An example of how important the functional testing process can be to identify a disability not picked up by a standard medical examination alone is provided by the following actual case. A 39-year-old male who applied to work for an oil industry client underwent a standard medical physical before being referred for a new hire FFD test. He had cleared a basic medical examination that had been conducted before the new hire FFD test with flying colors, and he appeared to be very fit. The pre-functional physical assessment conducted as part of the new hire FFD exam to ensure safety also revealed the same impression of the medical examination, that the person appeared to be physically fit.
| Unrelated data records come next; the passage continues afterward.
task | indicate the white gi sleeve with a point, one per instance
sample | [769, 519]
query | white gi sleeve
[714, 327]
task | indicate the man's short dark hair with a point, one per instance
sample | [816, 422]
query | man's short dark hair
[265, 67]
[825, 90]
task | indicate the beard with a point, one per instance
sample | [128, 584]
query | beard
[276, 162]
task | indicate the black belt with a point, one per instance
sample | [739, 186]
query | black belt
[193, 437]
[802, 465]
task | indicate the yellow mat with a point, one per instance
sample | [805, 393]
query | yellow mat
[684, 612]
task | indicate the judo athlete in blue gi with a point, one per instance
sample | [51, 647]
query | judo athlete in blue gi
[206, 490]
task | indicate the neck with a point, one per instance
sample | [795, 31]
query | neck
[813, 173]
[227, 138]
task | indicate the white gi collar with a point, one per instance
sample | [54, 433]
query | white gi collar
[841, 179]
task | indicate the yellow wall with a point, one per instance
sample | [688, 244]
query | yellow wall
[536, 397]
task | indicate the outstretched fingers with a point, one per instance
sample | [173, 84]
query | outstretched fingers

However, during the physical exertion of functional tests involving lifting, carrying and climbing stairs, the test recipient’s heart rate became highly erratic. This reaction to exertion triggered termination of the test related to obvious safety concerns. His erratic heart rate response to exertion was documented and a note was provided to the person describing the exertional dysrhythmia to bring to a doctor or hospital ER to have a more detailed cardiovascular examination. The urgency of the examination was emphasized. However, upon leaving the clinic, the person unfortunately disregarded the instructions from the evaluator and decided not to seek medical attention. Instead, he decided to apply for the same job but with a different employer who did not conduct new hire FFD exams. Approximately two weeks later this person suffered a myocardial infarction and died.
This tragic example describes how job-specific functional capacity testing as conducted during a post-offer, preplacement FFD test can identify signs of a potential medical problem that may be missed during a standard medical physical examination alone. It should also be noted that a medical examination may identify a condition or signs of pathology that functional testing alone will not detect. Therefore, it is obvious that the best method to determine if a person can perform a specific job safely is by using a FFD testing process that involves a medical examination and job-specific functional capacities testing.